Q12. How do you feel about the your industry today?
Many aspects seem more formulaic than fun. Some large companies don’t have a spirit of adventure like they did when I was young and first falling in love with comics. Now you see 10 different books from a popular character because they are guaranteed sells.
Q13. Is there anything you are currently working on that you would like to tell us about?
I have a new El Zombo book coming out this fall, as well as my very first art of DW book. And finally, after a long gestating period, Dave Elliot and I are doing our own creator-owned story that will be released this summer.
Q14. Is there anyone or any character you are hoping to work with/for and why? How would you go about accomplishing this?
I’ve always been a Batman fan. Also, Conan is pretty high on my list. I would love to do a fully rendered graphic novel of either of those guys one day. I also have an idea for a Heman One-Shot I’d LOVE to do as well.
Q15. What are the hardships that come with being an artist like yourself?
It seems like I’m working all the time and juggling multiple projects. Sometimes it’s hard to find a good work-life balance. Given harsh deadlines I feel unable to experiment and push my style as much as I’d like. More often than not I’m in “Get it Done mode”, more than “Experiment and Grow” mode. Frequently when I’m contacted by the editor, it is already late as hell and I’m expected to make up the time (which is unfortunate).

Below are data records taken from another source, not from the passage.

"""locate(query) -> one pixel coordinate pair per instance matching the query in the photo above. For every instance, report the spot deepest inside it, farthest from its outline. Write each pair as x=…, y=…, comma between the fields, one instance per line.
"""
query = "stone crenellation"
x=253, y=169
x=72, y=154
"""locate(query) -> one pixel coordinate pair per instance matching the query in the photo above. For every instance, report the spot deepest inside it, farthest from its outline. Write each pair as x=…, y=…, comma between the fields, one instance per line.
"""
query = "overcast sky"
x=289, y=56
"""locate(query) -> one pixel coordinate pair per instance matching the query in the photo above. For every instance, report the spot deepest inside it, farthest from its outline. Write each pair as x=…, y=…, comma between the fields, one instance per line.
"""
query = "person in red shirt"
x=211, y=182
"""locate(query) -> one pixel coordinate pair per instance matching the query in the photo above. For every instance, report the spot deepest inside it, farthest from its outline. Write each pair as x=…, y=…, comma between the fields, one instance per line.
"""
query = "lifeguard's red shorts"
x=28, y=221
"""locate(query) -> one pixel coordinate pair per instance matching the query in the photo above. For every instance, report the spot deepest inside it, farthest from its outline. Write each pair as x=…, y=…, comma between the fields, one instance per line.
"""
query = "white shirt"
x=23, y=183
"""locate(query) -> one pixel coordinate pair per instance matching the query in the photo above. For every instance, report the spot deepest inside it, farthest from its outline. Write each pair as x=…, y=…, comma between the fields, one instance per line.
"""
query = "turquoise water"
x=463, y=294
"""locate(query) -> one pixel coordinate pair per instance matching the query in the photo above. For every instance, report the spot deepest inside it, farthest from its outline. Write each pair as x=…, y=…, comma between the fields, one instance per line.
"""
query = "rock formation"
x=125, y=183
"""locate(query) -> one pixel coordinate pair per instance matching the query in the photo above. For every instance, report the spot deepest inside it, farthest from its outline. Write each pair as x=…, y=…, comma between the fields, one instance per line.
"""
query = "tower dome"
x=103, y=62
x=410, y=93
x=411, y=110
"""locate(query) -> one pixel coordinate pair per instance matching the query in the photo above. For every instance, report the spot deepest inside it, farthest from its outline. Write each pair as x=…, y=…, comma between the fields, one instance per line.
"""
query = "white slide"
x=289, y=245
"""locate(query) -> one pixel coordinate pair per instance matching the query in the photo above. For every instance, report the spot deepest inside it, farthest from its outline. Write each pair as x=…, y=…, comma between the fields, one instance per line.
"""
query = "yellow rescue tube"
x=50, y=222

Q16. What is the greatest thing about working in the your industry?
Everything. I draw monsters and superheroes… and they pay me to do it. That combined with the comradery amongst artists is really special. I wouldn’t trade it for anything, except maybe actually being a superhero.
"Nothing To laugh At"
Q17. If you could have asked anyone for advice when you were starting out. Who would you have liked to ask?
What would you have liked to ask?
What would be your answer now if asked the same question?
Not sure if I would have asked anything specific. Fortunately, I was told early on “Draw all the time and when you’re ready you’ll know and so will everyone else. I’d have to say looking back it’s totally true. Trust your gut and work, time is irrelevant, just do the work.
Q18. What courses/classes would you recommend someone take if they want to be a professional in a similar field as yours?
Life drawing, as much as possible. And not just in the classroom or out of magazines (which is great btw) – But in restaurants, on park benches, at the mall. Just draw your world.
Q19. How easy is it to get an apprenticeship in the comic world? What do you need in order to get a place?
That really all depends on location right now. How close you are to a working artist or studio. Depending on these factors can help with the intership.
Q20. Using the recent Skeletor image where he is standing in front of Snake Mountain. How much time do you commit to such an image and what is the process you take to creating it?
I’m not the fastest guy out there. It’s probably a 7 to 10 days turn-around from sketch approval to final. I only work a few hours a night as I have a day job; that said total hours are about a week.
Q21. Share with us your proudest moment in your career so far?
My first Batman cover 100%, Batman’s my guy, period. Frank Miller’s Dark Knight Returns was the spark and Bisley’s Batman Dredd sealed the deal. I was gonna make comics come hell or high water, and that cover finally made it official for me personally.